5 “This Ain’t Nothin’” by Craig Morgan
As I mentioned in number 4, rain was at times a hardship. There were other hardships as well and there always will be with any long-distance hike. Full shelters, poor water sources, grueling climbs, etc. It is an inescapable fact of life. This song is good when those times start getting to you, because it reminds that even the worst situation can be considered minor when compared to other events. Sure it was a killer climb in the pouring rain and all your gear is soaked, but quit complaining. There are so many others who are dealing with far worse and this was a choice you made.
6 “Can’t Go Back Now” by the Weepies
And then there is that moment when everything hits you at once. No amount of logic is going to make you change your mind. You hit a wall you never expected and now you feel that you can’t go on. You are ready to drop out. It happens to almost everyone and one of the key elements to overcoming it is having others who care with you at the moment of decision. This song is for that lowest moment. When you feel like it is going to be over by your own choice, consider the people you have met along the way and give this song a listen.

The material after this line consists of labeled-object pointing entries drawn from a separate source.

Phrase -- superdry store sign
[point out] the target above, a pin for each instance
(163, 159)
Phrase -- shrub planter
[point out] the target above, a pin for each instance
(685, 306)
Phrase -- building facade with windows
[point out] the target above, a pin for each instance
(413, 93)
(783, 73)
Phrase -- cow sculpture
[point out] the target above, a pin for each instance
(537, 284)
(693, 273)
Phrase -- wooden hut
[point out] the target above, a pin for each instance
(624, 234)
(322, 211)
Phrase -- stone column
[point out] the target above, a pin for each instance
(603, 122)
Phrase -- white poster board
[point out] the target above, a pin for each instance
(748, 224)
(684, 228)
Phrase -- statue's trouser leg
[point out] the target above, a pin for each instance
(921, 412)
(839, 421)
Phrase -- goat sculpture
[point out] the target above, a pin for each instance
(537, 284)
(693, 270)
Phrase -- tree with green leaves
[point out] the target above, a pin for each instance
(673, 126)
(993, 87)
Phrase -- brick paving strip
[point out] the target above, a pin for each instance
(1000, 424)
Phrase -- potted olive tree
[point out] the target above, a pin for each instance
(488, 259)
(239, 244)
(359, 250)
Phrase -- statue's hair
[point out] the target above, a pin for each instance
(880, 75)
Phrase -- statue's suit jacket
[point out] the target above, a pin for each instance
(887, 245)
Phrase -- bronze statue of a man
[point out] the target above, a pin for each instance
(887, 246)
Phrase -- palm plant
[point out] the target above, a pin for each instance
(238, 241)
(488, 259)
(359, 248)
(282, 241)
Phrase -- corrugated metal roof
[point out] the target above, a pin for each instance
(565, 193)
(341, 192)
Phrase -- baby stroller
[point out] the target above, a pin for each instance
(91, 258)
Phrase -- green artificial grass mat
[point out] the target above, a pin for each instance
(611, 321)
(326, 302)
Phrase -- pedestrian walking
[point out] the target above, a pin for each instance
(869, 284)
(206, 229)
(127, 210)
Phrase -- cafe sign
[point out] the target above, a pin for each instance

7 “Rhythm of the Heat” by Peter Gabriel
Years ago, I watched this AMV. I am not a particular fan of Peter Gabriel, but the nature of the song along with the message of coexistence between nature and humanity really strike home. It is hard not to feel the rhythm sunken deeply in the music and the sense of an almost native beat. The song flows along a wilderness path with you as if it was meant to be there.
8 “Blue Planet” by Donna Lewis
Far more mellow than the rest of the list, this is a deeply relaxing song and one that can be truly appreciated while immersed in nature. Donna Lewis has an unusual voice that few artists can match and when she does a song like this, it seems to work its way into the soul of the listener.
9 “Standing Outside the Fire” by Garth Brooks
A second country song (third if we count the bluegrass) in a list from a guy who claims to dislike country. One thing country music is very good at is a narrative song. This one is all about diving in feet first even when others can’t really understand. It is about taking the meaningful choice instead of the safe one. I suspect everyone who has done a long-distance hike can empathize with how this fits perfectly into that choice. Even now people either think I am crazy to have done any such hiking or say how they yearn to do the same thing. The difference between the latter and I is simply one of action. I had to be in it while they are content to watch longingly from the outside.
10 “Petroleum People” by Dana Hubbard
This song is soft and folkish, but sums up a lot of the returns to town while doing a long hike. You can tell how close you are to roads and towns by the amount of trash on the trail. When you are nearing a town after a long time away, you can ear the unnatural sounds and smell an awful scent that we just never notice living among it. At one point in my 2006 trip, there was a town that seemed so unnatural that the approach felt like entering Silent Hill. Machinery churned out industrial noise, the ground swiftly grew littered with debris and a smell of human waste washed up the mountainside getting stronger with every step. I don’t think anyone does a long-distance hike without running into this sense from time to time. I also don’t know of anyone who completed the trail without it changing a number of their perceptions and aspirations. It’s hard to return to the fast-paced world of the modern age and to accept the sloth that leads to over-consumption and pollution.